The strength of this study is that we created this very simple BPD prediction model through a population-based study that included all eligible cases in all NICUs in one prefecture, totaling 1400 cases and nearly 150 events. This allowed the model to be free of facility selection bias and applicable to cases from a large number of facilities. This study includes Japanese infants, which few previous studies have investigated (mostly White population). Conversely, this study has several limitations. The study involved cases of GA between 28 to 32 weeks, during which severe BPD occurrences were minimal, and maternal steroid use was restricted. To assess these impacts, validation utilized a subgroup dataset comprising infants under 28 weeks of gestation and those administered maternal steroids.
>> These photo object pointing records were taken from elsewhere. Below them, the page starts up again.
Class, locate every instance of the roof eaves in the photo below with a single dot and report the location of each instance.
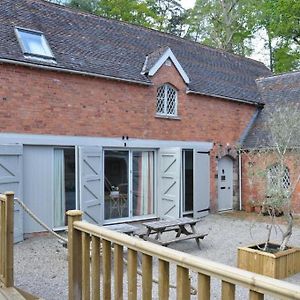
(169, 54)
(257, 103)
(65, 70)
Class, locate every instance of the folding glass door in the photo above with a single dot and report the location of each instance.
(128, 184)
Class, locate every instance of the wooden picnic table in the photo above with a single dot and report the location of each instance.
(184, 228)
(123, 228)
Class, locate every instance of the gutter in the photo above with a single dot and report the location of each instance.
(240, 179)
(259, 104)
(58, 69)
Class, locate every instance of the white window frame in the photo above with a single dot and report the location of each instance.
(130, 192)
(167, 86)
(45, 45)
(271, 176)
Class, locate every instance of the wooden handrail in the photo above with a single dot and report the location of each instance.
(7, 238)
(230, 276)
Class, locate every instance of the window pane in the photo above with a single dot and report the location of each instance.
(160, 100)
(143, 180)
(34, 43)
(116, 184)
(171, 101)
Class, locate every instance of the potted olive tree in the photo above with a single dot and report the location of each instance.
(274, 174)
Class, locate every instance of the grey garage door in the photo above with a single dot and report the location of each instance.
(11, 170)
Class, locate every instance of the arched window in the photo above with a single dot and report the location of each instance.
(278, 178)
(166, 101)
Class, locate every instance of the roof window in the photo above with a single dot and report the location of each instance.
(34, 43)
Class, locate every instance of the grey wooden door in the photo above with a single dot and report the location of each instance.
(169, 168)
(201, 184)
(225, 183)
(11, 175)
(91, 183)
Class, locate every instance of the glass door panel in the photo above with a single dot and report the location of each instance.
(64, 184)
(188, 181)
(142, 182)
(116, 170)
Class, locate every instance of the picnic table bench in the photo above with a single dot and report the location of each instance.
(184, 228)
(123, 228)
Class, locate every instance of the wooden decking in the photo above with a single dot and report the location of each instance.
(7, 288)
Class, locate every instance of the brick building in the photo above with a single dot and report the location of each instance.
(281, 95)
(123, 122)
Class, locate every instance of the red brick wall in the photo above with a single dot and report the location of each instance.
(257, 190)
(47, 102)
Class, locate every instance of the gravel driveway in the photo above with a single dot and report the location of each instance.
(41, 262)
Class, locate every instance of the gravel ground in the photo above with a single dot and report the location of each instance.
(41, 262)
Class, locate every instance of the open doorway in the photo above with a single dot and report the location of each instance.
(64, 184)
(225, 183)
(188, 181)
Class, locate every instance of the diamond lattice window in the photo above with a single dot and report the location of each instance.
(166, 101)
(278, 177)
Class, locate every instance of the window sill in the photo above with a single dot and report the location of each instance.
(168, 117)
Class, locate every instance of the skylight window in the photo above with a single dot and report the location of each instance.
(34, 43)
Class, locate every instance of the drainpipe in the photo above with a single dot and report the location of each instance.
(240, 179)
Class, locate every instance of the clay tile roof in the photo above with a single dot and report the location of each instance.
(276, 91)
(88, 43)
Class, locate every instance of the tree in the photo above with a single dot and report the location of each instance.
(225, 24)
(85, 5)
(171, 16)
(274, 169)
(281, 21)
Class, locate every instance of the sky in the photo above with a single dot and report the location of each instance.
(259, 53)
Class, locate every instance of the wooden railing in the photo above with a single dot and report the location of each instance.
(6, 238)
(84, 245)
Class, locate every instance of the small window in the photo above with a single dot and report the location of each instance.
(166, 101)
(34, 43)
(278, 178)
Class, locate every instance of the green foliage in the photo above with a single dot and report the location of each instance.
(281, 21)
(171, 17)
(225, 24)
(85, 5)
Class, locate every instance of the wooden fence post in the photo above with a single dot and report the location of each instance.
(74, 256)
(9, 247)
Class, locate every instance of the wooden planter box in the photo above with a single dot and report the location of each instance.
(277, 265)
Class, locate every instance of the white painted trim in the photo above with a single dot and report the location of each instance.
(60, 140)
(169, 54)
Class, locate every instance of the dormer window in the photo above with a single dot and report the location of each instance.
(166, 101)
(34, 43)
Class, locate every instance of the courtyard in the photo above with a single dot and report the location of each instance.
(41, 261)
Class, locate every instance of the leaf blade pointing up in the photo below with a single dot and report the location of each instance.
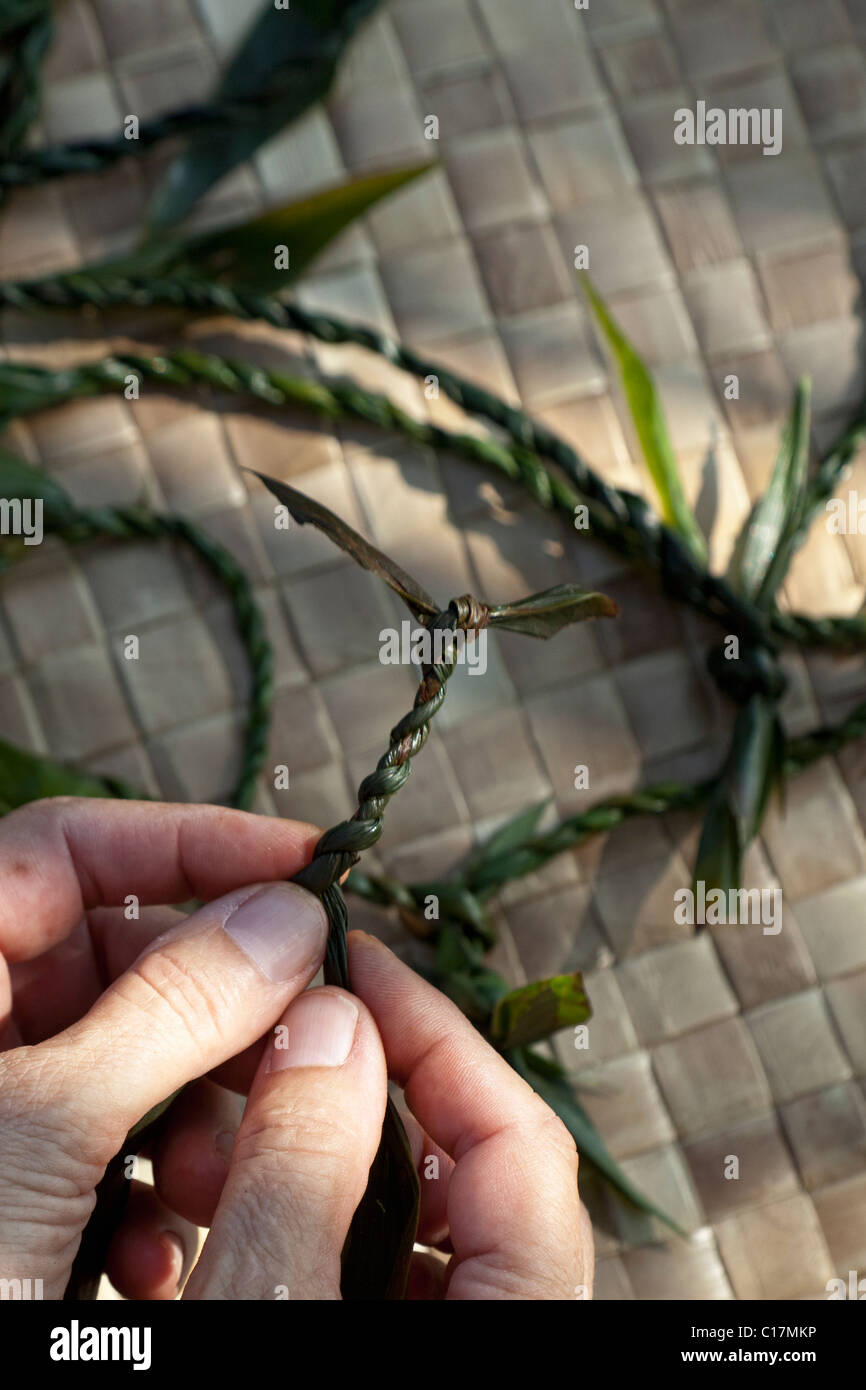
(243, 255)
(307, 512)
(651, 427)
(288, 59)
(763, 546)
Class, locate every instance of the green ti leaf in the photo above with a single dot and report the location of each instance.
(288, 60)
(27, 777)
(544, 615)
(538, 1009)
(377, 1253)
(765, 545)
(305, 510)
(648, 417)
(243, 256)
(24, 481)
(754, 769)
(552, 1084)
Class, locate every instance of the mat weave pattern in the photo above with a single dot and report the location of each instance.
(555, 129)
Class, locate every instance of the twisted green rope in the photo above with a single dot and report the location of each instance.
(339, 848)
(487, 873)
(29, 167)
(619, 517)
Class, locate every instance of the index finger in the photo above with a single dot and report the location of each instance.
(66, 855)
(513, 1209)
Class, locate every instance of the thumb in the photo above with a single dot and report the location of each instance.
(302, 1157)
(196, 997)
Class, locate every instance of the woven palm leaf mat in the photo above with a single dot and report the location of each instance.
(555, 129)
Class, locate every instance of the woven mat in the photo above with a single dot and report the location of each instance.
(555, 129)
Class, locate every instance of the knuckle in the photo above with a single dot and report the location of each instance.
(47, 1153)
(168, 991)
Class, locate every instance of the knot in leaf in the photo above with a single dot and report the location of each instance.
(473, 616)
(755, 672)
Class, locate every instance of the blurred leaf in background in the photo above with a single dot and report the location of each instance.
(651, 427)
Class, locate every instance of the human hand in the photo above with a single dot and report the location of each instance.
(103, 1016)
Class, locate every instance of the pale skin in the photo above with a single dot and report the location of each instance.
(102, 1015)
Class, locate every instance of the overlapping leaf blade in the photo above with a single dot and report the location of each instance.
(762, 551)
(651, 427)
(544, 615)
(535, 1011)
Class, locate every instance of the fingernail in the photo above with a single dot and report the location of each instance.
(173, 1246)
(282, 929)
(320, 1032)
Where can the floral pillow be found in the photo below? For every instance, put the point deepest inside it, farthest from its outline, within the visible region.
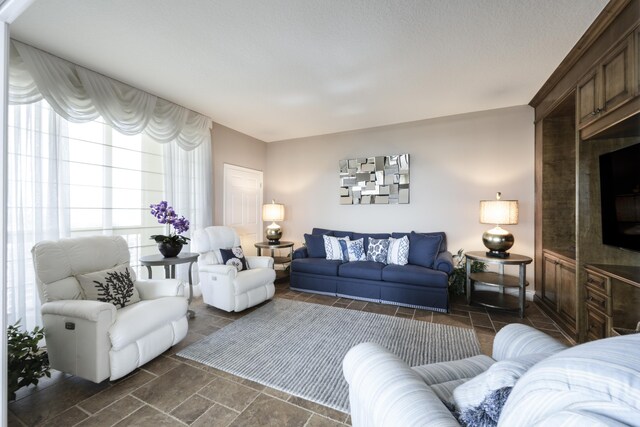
(398, 253)
(377, 250)
(354, 250)
(115, 286)
(234, 257)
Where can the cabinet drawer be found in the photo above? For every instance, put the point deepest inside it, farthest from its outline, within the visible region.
(599, 302)
(596, 325)
(599, 283)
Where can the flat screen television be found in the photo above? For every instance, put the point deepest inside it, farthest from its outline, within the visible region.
(620, 197)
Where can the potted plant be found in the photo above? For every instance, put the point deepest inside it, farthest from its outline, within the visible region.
(169, 244)
(458, 278)
(26, 361)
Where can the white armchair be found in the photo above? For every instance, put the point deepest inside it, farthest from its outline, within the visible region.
(223, 286)
(92, 339)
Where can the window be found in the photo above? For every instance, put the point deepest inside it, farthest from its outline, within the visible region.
(74, 179)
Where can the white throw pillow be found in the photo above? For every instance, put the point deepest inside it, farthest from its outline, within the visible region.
(115, 286)
(333, 249)
(504, 373)
(354, 249)
(398, 252)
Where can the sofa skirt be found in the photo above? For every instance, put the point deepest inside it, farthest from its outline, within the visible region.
(402, 294)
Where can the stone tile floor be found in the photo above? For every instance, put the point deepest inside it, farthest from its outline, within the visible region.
(172, 391)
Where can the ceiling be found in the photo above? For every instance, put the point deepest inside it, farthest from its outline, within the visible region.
(283, 69)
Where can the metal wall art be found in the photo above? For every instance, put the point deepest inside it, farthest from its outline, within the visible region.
(379, 180)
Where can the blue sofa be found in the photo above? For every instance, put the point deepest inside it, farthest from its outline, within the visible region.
(422, 283)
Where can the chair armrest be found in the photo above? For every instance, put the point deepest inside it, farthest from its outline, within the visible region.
(444, 262)
(81, 309)
(159, 288)
(384, 391)
(220, 269)
(259, 261)
(516, 340)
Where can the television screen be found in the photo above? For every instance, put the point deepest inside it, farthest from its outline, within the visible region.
(620, 197)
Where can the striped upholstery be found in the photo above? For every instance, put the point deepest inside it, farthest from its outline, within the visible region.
(436, 373)
(589, 385)
(516, 340)
(600, 379)
(504, 373)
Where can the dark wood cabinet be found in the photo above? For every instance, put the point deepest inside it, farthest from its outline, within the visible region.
(609, 84)
(589, 106)
(558, 291)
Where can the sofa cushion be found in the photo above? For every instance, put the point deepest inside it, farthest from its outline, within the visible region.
(414, 275)
(353, 249)
(504, 373)
(114, 285)
(443, 244)
(368, 270)
(377, 250)
(333, 249)
(423, 249)
(315, 245)
(234, 257)
(320, 231)
(319, 266)
(367, 236)
(398, 252)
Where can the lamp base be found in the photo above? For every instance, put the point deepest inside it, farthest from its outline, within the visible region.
(497, 254)
(498, 241)
(274, 234)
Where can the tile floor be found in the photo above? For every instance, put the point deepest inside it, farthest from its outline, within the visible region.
(172, 391)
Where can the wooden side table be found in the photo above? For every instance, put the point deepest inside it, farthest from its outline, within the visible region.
(272, 247)
(500, 280)
(169, 265)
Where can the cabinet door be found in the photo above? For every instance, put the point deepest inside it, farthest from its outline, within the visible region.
(588, 102)
(596, 324)
(549, 285)
(567, 292)
(617, 76)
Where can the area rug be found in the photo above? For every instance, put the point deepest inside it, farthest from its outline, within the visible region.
(298, 347)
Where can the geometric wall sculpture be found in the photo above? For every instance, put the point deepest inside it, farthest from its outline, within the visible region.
(379, 180)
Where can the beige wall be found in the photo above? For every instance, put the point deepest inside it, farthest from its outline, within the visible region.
(455, 162)
(235, 148)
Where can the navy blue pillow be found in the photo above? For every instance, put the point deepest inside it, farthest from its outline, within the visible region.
(423, 249)
(315, 245)
(234, 257)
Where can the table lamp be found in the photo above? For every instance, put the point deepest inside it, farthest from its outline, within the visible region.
(273, 212)
(498, 240)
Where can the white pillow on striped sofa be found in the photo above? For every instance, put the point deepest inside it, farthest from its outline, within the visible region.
(504, 373)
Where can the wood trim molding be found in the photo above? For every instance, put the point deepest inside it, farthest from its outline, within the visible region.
(595, 30)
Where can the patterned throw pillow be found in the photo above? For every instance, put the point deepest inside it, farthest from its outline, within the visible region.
(354, 250)
(234, 257)
(114, 286)
(377, 250)
(333, 249)
(398, 251)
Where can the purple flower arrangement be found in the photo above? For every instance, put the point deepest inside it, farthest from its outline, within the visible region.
(166, 215)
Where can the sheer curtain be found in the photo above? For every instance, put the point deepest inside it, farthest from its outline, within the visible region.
(49, 96)
(38, 200)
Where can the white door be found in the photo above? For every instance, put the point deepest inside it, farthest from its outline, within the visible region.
(243, 204)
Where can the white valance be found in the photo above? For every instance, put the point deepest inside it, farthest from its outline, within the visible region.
(81, 95)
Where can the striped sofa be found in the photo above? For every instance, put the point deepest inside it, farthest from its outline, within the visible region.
(594, 384)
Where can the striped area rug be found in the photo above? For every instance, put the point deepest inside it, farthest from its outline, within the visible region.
(298, 347)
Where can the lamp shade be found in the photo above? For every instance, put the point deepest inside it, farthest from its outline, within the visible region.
(499, 211)
(273, 212)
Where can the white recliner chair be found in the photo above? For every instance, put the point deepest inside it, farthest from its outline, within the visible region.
(223, 286)
(92, 339)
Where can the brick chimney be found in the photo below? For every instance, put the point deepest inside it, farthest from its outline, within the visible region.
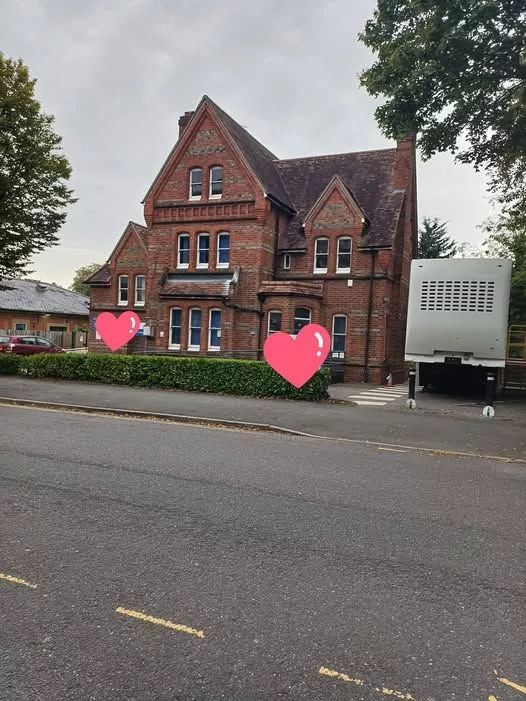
(183, 122)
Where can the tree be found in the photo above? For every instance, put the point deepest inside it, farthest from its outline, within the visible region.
(454, 72)
(433, 241)
(80, 275)
(33, 173)
(507, 239)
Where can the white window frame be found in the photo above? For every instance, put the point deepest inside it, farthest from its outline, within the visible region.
(179, 264)
(198, 264)
(294, 333)
(190, 346)
(218, 264)
(137, 303)
(316, 269)
(190, 195)
(175, 346)
(216, 196)
(338, 269)
(120, 302)
(210, 346)
(340, 354)
(274, 311)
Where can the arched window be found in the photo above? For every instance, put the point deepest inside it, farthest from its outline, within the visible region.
(183, 250)
(196, 183)
(176, 318)
(343, 257)
(216, 182)
(321, 255)
(302, 317)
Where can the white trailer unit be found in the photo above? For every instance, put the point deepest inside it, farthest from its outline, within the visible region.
(457, 318)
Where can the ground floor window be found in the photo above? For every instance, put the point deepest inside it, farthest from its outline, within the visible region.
(273, 323)
(339, 330)
(175, 328)
(214, 330)
(302, 317)
(194, 330)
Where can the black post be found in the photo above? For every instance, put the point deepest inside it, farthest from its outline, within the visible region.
(412, 383)
(490, 388)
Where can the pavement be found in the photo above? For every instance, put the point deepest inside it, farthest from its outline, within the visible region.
(389, 425)
(147, 561)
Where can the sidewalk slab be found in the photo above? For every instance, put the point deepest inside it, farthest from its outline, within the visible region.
(452, 433)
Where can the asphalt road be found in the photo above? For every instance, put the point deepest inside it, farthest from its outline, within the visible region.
(270, 565)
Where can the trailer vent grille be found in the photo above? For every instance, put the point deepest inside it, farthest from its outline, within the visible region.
(457, 296)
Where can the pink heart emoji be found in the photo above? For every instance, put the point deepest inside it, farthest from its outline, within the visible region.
(297, 359)
(117, 332)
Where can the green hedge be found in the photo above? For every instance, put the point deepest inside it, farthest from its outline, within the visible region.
(249, 378)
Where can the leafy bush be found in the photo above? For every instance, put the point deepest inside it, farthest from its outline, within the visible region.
(9, 364)
(249, 378)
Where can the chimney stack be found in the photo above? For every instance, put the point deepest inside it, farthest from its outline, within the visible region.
(183, 122)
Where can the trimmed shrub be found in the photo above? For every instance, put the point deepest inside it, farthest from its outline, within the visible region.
(250, 378)
(9, 364)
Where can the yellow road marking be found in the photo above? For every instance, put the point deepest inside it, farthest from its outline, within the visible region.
(359, 682)
(393, 450)
(517, 687)
(161, 622)
(340, 675)
(17, 580)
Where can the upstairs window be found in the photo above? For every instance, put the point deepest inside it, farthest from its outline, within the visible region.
(140, 290)
(223, 250)
(214, 330)
(216, 181)
(123, 290)
(321, 255)
(183, 251)
(343, 261)
(203, 250)
(274, 323)
(302, 317)
(196, 183)
(339, 330)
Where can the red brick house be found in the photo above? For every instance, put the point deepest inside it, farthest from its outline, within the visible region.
(239, 244)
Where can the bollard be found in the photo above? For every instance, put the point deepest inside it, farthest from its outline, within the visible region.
(488, 410)
(412, 383)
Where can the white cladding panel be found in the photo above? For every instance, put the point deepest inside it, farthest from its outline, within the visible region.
(458, 306)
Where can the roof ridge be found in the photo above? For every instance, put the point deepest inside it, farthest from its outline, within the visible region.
(334, 155)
We generated a calibration plot that showed a strong correlation between the predicted and actual probabilities. These findings suggest good generalizability. Data on demographic and clinical characteristics were obtained from the Neonatal Research Network database in Japan, which did not have access to all maternal and drug administration information for infants, which could influence the onset and severity of BPD. The criteria for HOT and the definition of severe BPD may differ between institutions. However, the fact that the prediction accuracy was maintained even when a training dataset from a population-based study and a validation dataset from a different healthcare area were used suggests that the generalization performance as a prediction model is guaranteed. Future plans include establishing of a prospective registry to assess outcomes using the same criteria and validating the accuracy of the BPD prediction model.

Finally, we created a severe BPD prediction model that is easily applicable in clinical practice. Furthermore, its accuracy was maintained following external validation with datasets from various healthcare areas. This simple prediction model developed in this study is easily applicable in clinical practice, allowing for treatment selection based on predicted probability.